Versions (relevant - OpenSearch/Dashboard/Server OS/Browser):

Opensearch Version3.2

Describe the issue:

I am currently working on migrating from Elasticsearch to OpenSearch. I’m using OpenSearch version 3.2 and the Aiven OpenSearch Kafka Sink Connector. In the process of completing this migration by replacing the existing ES Sink Connector with Aiven’s OpenSearch Sink Connector, I’m experiencing indexing speeds that are approximately 20 times slower than the ES Sink Connector.

I have adjusted various settings including:

  • Connector settings (bulk size, linger.ms, max.bulk.size, Kafka topic partition number, task.max, etc.)

  • OpenSearch settings (refresh interval, replica, etc.)
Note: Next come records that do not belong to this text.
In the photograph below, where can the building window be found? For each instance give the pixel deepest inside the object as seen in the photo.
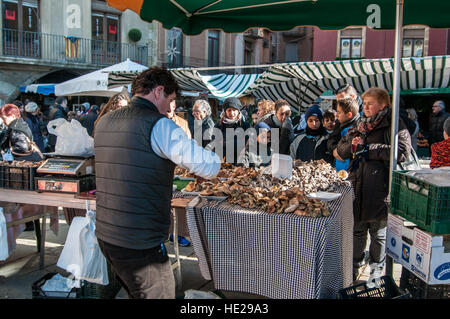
(350, 45)
(291, 54)
(213, 48)
(20, 28)
(105, 27)
(413, 42)
(248, 53)
(20, 15)
(174, 49)
(105, 44)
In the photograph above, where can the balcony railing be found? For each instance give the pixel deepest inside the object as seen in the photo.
(66, 49)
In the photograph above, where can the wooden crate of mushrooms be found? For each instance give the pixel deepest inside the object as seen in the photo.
(18, 174)
(255, 188)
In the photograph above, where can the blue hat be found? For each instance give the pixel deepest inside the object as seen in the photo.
(314, 110)
(262, 126)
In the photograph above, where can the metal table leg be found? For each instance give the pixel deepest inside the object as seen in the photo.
(177, 249)
(42, 251)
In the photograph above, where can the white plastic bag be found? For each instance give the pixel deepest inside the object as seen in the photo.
(81, 254)
(199, 294)
(72, 139)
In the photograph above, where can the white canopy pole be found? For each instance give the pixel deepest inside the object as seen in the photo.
(396, 89)
(395, 106)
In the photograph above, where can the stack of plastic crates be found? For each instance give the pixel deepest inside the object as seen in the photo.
(423, 203)
(420, 289)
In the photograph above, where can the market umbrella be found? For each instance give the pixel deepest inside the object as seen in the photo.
(96, 83)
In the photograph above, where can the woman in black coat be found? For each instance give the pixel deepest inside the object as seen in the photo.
(281, 120)
(231, 118)
(19, 138)
(367, 145)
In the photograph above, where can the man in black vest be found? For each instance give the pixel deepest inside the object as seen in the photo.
(136, 150)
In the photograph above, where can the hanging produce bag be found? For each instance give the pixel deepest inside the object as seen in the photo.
(72, 139)
(81, 254)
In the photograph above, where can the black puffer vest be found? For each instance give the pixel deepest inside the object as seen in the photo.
(134, 185)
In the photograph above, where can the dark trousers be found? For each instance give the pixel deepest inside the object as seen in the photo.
(377, 248)
(140, 272)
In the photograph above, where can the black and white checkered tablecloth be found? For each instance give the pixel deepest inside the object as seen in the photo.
(280, 256)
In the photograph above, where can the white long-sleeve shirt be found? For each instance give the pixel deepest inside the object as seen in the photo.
(169, 141)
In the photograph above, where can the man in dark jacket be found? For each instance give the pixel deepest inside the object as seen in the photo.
(369, 150)
(136, 150)
(59, 110)
(88, 120)
(437, 123)
(19, 137)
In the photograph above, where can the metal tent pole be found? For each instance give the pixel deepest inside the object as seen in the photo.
(395, 105)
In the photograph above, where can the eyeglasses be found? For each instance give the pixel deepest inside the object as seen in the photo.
(342, 88)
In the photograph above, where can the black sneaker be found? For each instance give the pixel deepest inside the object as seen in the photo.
(29, 226)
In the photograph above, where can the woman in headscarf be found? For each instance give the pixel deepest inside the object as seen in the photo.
(311, 145)
(281, 120)
(231, 118)
(265, 109)
(203, 124)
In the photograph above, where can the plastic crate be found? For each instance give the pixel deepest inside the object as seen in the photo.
(387, 289)
(38, 293)
(13, 177)
(424, 204)
(95, 291)
(420, 289)
(87, 290)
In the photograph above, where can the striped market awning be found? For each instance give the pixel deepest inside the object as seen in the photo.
(219, 85)
(301, 83)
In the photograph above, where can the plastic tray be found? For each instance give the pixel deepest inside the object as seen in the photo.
(387, 290)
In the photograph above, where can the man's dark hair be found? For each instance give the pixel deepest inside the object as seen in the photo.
(349, 105)
(330, 113)
(18, 103)
(147, 80)
(279, 103)
(60, 100)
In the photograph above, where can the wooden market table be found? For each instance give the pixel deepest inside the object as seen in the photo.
(47, 199)
(279, 256)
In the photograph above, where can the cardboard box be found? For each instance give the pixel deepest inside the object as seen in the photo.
(420, 252)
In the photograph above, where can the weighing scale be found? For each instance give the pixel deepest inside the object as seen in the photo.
(72, 175)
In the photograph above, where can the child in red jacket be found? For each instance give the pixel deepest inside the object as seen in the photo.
(440, 152)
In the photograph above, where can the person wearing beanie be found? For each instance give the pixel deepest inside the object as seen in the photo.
(231, 117)
(439, 116)
(440, 152)
(258, 150)
(35, 123)
(87, 120)
(311, 145)
(281, 120)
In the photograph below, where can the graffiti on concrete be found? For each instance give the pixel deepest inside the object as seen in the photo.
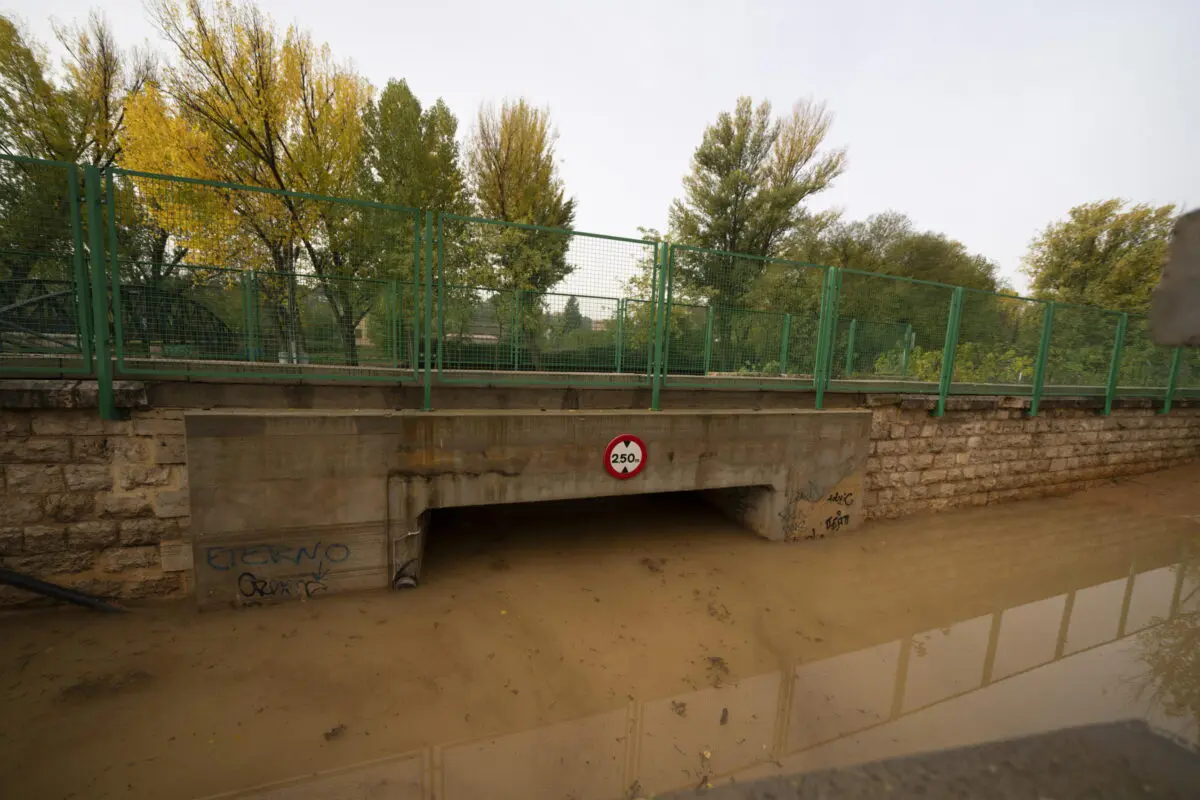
(841, 498)
(251, 587)
(837, 521)
(225, 559)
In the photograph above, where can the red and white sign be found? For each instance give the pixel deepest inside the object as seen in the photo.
(625, 456)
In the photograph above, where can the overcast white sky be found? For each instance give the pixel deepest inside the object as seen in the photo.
(982, 120)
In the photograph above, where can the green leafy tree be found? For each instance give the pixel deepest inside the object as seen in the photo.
(244, 102)
(409, 154)
(1107, 254)
(571, 319)
(745, 193)
(73, 114)
(514, 175)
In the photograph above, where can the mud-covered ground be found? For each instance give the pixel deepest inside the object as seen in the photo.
(623, 648)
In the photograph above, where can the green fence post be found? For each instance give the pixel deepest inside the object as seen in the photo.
(1171, 380)
(247, 314)
(621, 335)
(850, 347)
(1039, 368)
(907, 350)
(1115, 365)
(79, 270)
(948, 348)
(783, 346)
(99, 294)
(821, 362)
(516, 332)
(391, 302)
(427, 305)
(708, 338)
(661, 254)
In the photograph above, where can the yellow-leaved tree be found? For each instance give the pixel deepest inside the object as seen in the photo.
(246, 103)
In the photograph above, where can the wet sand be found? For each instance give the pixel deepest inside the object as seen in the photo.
(600, 649)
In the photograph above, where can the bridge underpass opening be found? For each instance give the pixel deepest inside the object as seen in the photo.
(553, 539)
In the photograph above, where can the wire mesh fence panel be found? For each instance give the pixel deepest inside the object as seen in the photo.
(544, 305)
(858, 343)
(685, 336)
(43, 286)
(999, 341)
(749, 320)
(1188, 379)
(227, 281)
(891, 331)
(1080, 354)
(1145, 366)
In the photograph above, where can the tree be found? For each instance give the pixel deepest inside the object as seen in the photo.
(511, 168)
(1107, 254)
(244, 103)
(79, 119)
(76, 118)
(749, 179)
(888, 244)
(409, 154)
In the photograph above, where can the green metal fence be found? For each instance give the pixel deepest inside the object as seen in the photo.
(213, 280)
(132, 274)
(534, 305)
(742, 320)
(45, 317)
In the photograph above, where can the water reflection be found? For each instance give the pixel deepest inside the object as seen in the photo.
(1170, 649)
(1127, 648)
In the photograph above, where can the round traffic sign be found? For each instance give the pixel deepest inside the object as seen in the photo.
(625, 456)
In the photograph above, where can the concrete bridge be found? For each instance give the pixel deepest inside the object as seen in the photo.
(295, 504)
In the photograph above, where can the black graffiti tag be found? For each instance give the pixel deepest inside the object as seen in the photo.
(250, 585)
(837, 521)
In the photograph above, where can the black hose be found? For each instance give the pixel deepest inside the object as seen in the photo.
(54, 590)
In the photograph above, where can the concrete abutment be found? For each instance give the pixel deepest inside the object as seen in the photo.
(107, 506)
(271, 492)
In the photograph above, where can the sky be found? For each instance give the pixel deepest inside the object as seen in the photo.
(981, 120)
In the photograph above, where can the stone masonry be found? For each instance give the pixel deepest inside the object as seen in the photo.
(103, 506)
(977, 456)
(93, 504)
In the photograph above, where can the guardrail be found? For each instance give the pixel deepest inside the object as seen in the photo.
(132, 274)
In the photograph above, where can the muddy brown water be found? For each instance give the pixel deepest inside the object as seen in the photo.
(616, 649)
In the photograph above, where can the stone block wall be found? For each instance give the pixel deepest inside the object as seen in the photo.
(94, 504)
(979, 456)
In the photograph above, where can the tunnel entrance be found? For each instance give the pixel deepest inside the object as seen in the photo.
(537, 537)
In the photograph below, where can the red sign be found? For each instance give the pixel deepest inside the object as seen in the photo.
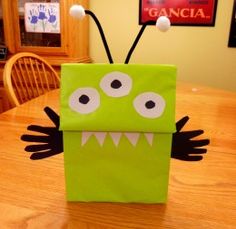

Despite changing these various options, I’m still experiencing a performance degradation of approximately 15-20 times slower speeds.

The total indexing volume is 30 million records. While the existing ES Sink Connector took 5 hours and 30 minutes to process this amount, the OpenSearch Sink Connector takes 55 hours, showing a difference of more than 11 times.

My Opensearch has 3 data node data nodes has 8 core CPU and 20Gbi Memory each other.

Configuration:
“bulk.size.bytes”: “10485760”,

“batch.size”: “3000”,

“max.buffered.records”: “20000”,

“read.timeout.ms”: “5000”,

“linger.ms”: “1000”

“max.in.flight.requests”: “5”,

Relevant Logs or Screenshots:

Yes, we have exactly the same issue with that connector (we are on OS 2.19).

Looking at the source code, I suspect that the connector is just not so great at managing multithreading as the one from Confluent. The confluent connector is built on top of “org.elasticsearch.client”, but the Aiven connector has a lot of synchronized code in its implementation.